The processing technology of visual information in computer vision systems mainly relies on image processing methods, including image enhancement, data encoding and transmission, smoothing, edge sharpening, segmentation, feature extraction, image recognition, and understanding. After these processes, the quality of the output image is significantly improved, enhancing both the visual effect of the image and making it easier for computers to analyze, process, and recognize the image.

Image Enhancement

Image enhancement is used to adjust the contrast of the image, highlight important details in the image, and improve visual quality. The gray histogram modification technique is commonly used for image enhancement. The gray histogram of an image represents the statistical characteristics of the gray distribution of the image and is closely related to contrast. By examining the shape of the gray histogram, one can determine the clarity and black-and-white contrast of the image. If the histogram effect of an image is not ideal, it can be appropriately modified through histogram equalization processing, which maps the pixel gray levels of an image with a known gray probability distribution into a new image with a uniform gray probability distribution, achieving the goal of making the image clear.

Image Smoothing

Image smoothing processing technology refers to the denoising process of images, mainly aimed at removing distortions in images caused by imaging devices and environments, and extracting useful information. It is well-known that actual images obtained during formation, transmission, reception, and processing inevitably suffer from external and internal interferences, such as uneven sensitivity of sensitive components during photoelectric conversion, quantization noise during digitization, errors during transmission, and human factors, which can degrade the image. Therefore, removing noise and restoring the original image is an important aspect of image processing.

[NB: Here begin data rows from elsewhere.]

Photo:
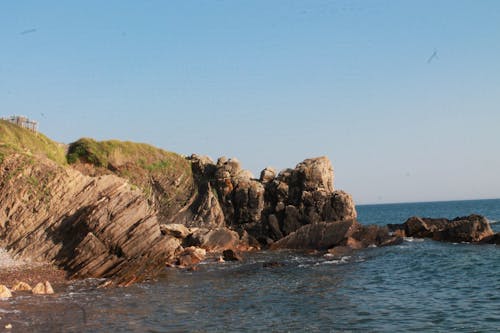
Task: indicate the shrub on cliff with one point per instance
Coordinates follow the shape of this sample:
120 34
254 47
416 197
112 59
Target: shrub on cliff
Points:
165 177
17 139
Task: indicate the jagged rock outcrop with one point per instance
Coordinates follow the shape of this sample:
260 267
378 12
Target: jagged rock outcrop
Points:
275 205
303 196
90 226
472 228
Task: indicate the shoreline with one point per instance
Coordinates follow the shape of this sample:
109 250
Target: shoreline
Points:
16 270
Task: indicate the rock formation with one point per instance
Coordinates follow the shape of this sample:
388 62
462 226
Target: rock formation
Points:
90 226
273 206
343 233
43 288
471 229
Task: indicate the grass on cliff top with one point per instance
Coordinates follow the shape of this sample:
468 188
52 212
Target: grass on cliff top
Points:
14 138
114 154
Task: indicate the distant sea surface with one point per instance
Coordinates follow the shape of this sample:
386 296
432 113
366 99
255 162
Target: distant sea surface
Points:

Data Encoding and Transmission of Images

The amount of data in digital images is quite large. A digital image with 512×512 pixels has a data volume of 256 K bytes. Assuming a transmission of 25 frames of images per second, the transmission channel rate would be 52.4 M bits/second. High channel rates imply high investments and increased difficulty in popularization. Therefore, compressing image data during transmission becomes very important. Data compression is mainly completed through image data encoding and transformation. Image data encoding generally adopts predictive coding, which expresses the spatial and sequential variations of image data using a predictive formula. If the values of neighboring pixels are known, the value of a certain pixel can be predicted using the formula. This method can compress the data of an image down to a few dozen bits for transmission, which can then be transformed back at the receiving end.

Edge Sharpening

Image edge sharpening processing primarily enhances the contours and details in the image, forming complete object boundaries, achieving the goal of isolating objects from the image or detecting regions that represent the same object’s surface. It is a fundamental issue in early visual theories and algorithms, and one of the important factors determining the success of mid and late-stage vision.

Image Segmentation

Image segmentation divides an image into several parts, each corresponding to a certain object surface. During segmentation, the gray level or texture of each part conforms to a certain uniform measure. Essentially, it classifies pixels based on their gray values, colors, spectral characteristics, spatial characteristics, or texture characteristics. Image segmentation is one of the fundamental methods of image processing technology, applied in areas such as chromosome classification, scene understanding systems, and machine vision. There are two main methods of image segmentation: one is the gray threshold segmentation method based on metrics, which determines the clustering of pixels in the spatial domain of the image based on the image’s gray histogram. The second is the region-growing segmentation method in the spatial domain, which connects pixels that have similar properties (such as gray levels, organization, gradients, etc.) to form segmented regions. This method has good segmentation results, but its downside is complex calculations and slow processing speeds.

Data-Driven Segmentation

Common data-driven segmentation includes edge detection-based segmentation, region-based segmentation, and a combination of edge and region segmentation. For edge detection-based segmentation, the basic idea is to first detect edge points in the image and then connect them according to certain strategies to form contours, thereby creating segmentation regions. The challenge lies in the contradiction between noise resistance performance and detection accuracy during edge detection. Improving detection accuracy can lead to unreasonable contours due to spurious edges caused by noise; increasing noise resistance can result in missed edges and positional deviations. Therefore, various multi-scale edge detection methods have been proposed, designing combinations of multi-scale edge information according to practical problems to better balance noise resistance performance and detection accuracy.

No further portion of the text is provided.